American civic leader, businessman (born 1945)

Tieman H. Dippel Jr. (born 1945) is an American civic leader, businessman, attorney, and author. He has served in the University of Texas system, the Texas Chamber of Commerce, Blue Cross Blue Shield, as director in the Federal Reserve Bank of Dallas, and many other institutions; in addition to founding the Texas Lyceum. He is known for his book series and philosophic concept, The Language of Conscience, published between 1987 and 2012.

==Early life and education==
Dippel was born in Brenham, Texas. His father was a Washington County sheriff, and his mother was a local civic activist. He graduated from the University of Texas in Austin's McCombs School of Business in 1968, with a bachelor's degree in business administration. He also holds an Associate of Arts degree from Blinn College and a Juris Doctor from the University of Texas School of Law.

==Career==
After graduating from college, Dippel enlisted in the U.S. Navy for several years, where he achieved the rank of lieutenant commander in the Navy Reserve. In March 1972 he began to serve as president at the Farmers National Bank (later Brenham Bancshares) in Brenham, Texas.

In the 1980s, he served as the chairman of Texans for Quality Education, and lobbied the Texas Legislature on behalf of the Texas Commission on the Arts and Humanities, to more than double funding for the arts. He was president of the East Texas Chamber of Commerce, before becoming president of the Texas State Chamber of Commerce for a year. Dippel also served on the development board of University of Texas Health Science Center, and served on the University of Texas's Centennial Commission (Commission of 125). He was the founding president and chairman of the Texas Lyceum in 1980, whose goal is to "identify and develop the next generation of top leadership in the State of Texas."

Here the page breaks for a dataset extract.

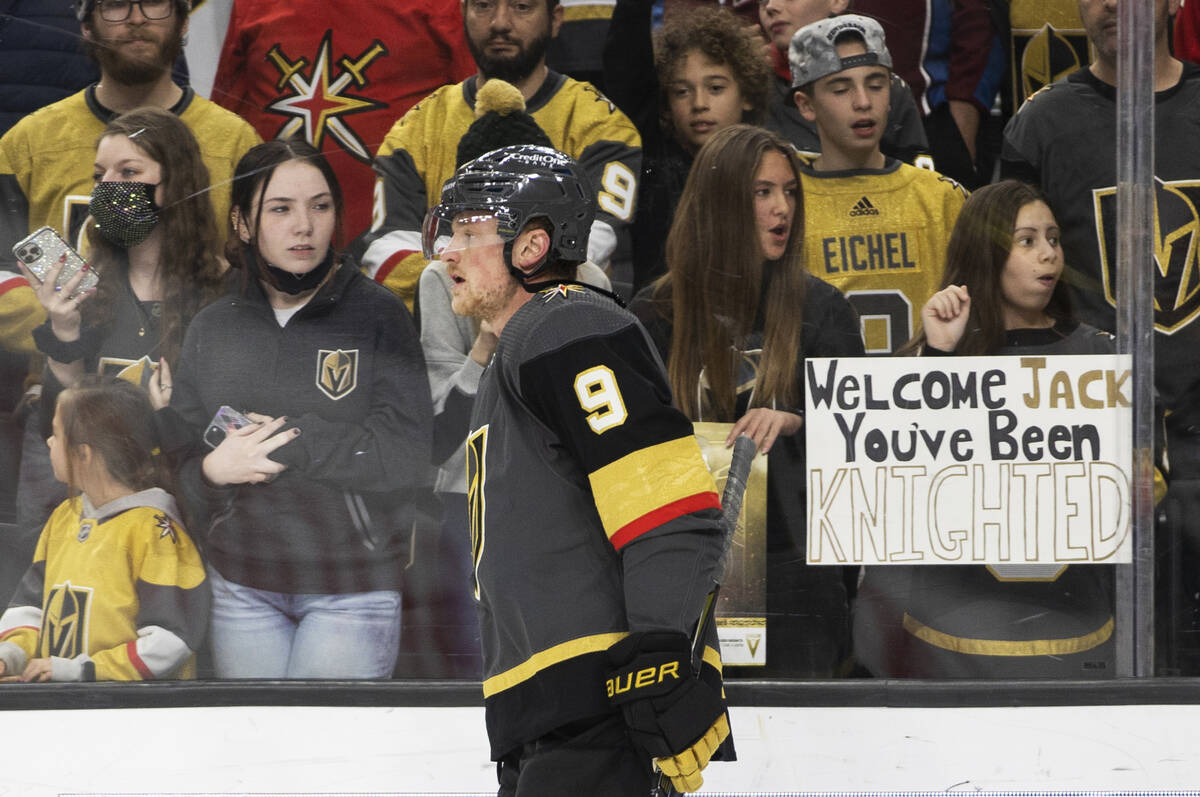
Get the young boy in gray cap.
[788,14,966,354]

In 1989 he became a director at Blue Cross Blue Shield of Texas, where he served as chairman of the finance committee, and from 1992-1997 he served as a director at the Federal Reserve Bank of Dallas. In 2014 he was inducted in the Texas Bankers Hall of Fame.

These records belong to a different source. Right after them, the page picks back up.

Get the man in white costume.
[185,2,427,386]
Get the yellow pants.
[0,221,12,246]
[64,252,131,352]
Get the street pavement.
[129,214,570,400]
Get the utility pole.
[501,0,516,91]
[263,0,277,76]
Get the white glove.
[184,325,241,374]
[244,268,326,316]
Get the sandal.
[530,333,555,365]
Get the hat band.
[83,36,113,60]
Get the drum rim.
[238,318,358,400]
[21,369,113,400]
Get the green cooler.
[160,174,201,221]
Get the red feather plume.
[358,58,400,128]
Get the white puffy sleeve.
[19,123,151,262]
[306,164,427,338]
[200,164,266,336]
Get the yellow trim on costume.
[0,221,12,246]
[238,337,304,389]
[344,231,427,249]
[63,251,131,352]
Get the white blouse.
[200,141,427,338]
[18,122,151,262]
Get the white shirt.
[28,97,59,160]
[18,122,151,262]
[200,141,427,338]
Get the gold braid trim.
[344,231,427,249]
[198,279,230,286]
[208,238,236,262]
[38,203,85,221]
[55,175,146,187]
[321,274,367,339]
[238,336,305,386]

Texas Business magazine named Dippel in 1987 as one of the "20 Most Powerful Texans".

==Publications==
Dippel has written six books in The Language of Conscience series:

- The New Legacy: Thoughts on Politics, Family, and Power (1987)
- The Language of Conscience: (2003)
- Understanding Enlightened Conservatism (2007)
- Instilling Values in Transcending Generations (2008)
- The Essentials of The Language of Conscience (2010)
- The Wisdom of Generations (2012)

The Wisdom of Generations won a Montaigne Medal Award in 2016; it previously had won the Bronze Award for Philosophy in ForeWord Magazine. The Language of Conscience was translated and published by the Press of the Central Party School of the Chinese Communist Party, as a discussion of Western ethics, morality, and cultural values.

In 2003, the Texas Legislature named Dippel the “Texas Prophet of Conscience” for his publications; the bill was sponsored by House Speaker Republican Tom Craddick, former Democratic Speaker Pete Laney, and others.

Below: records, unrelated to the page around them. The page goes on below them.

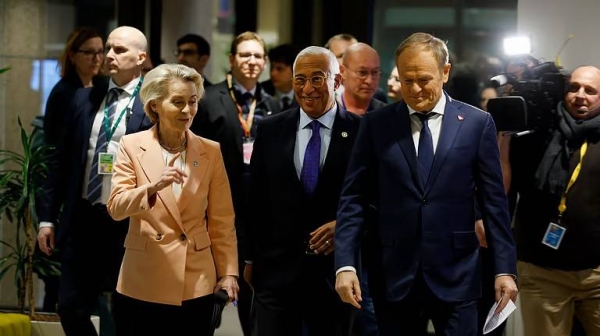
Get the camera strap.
[558,140,588,225]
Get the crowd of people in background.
[38,27,600,336]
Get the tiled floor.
[215,304,242,336]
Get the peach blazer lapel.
[177,131,210,212]
[137,126,183,231]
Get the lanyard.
[104,78,143,143]
[227,73,256,138]
[558,140,587,224]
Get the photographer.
[500,66,600,336]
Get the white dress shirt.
[294,104,337,178]
[275,90,294,110]
[408,93,446,155]
[161,148,189,201]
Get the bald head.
[340,43,381,107]
[325,34,358,65]
[105,26,148,86]
[342,42,379,66]
[108,26,148,52]
[564,65,600,120]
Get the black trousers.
[57,200,128,336]
[252,256,356,336]
[373,271,477,336]
[115,289,215,336]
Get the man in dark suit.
[190,32,280,336]
[38,27,151,336]
[244,47,359,336]
[335,33,517,336]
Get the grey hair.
[140,64,204,124]
[292,46,340,76]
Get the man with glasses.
[175,34,212,88]
[244,47,360,336]
[388,66,402,103]
[338,43,385,116]
[190,32,280,335]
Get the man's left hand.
[309,221,335,255]
[495,275,519,313]
[214,275,240,303]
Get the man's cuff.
[39,222,54,229]
[496,273,517,281]
[335,266,356,276]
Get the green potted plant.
[0,118,60,319]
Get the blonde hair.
[140,64,204,124]
[395,33,450,71]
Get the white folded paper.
[483,299,517,335]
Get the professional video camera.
[488,62,566,136]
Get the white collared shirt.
[275,90,294,109]
[81,78,140,204]
[294,103,337,178]
[408,93,446,155]
[233,79,256,97]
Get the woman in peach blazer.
[107,64,238,335]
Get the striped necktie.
[87,87,123,204]
[415,112,435,186]
[300,120,321,196]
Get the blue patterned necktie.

In 2011 Dippel received the Cesar Chavez Conscience Builder Award from the Cesar Chavez Legacy and Educational Foundation. Dippel received the Citizen of Conscience Award from the LULAC Texas State Convention in 2013.

==Personal life==
Dippel lives in Brenham with his wife Katherine. He has three children and eight grandchildren. He was appointed a Commander of the Venerable Order of St. John (CStJ) in May 2026.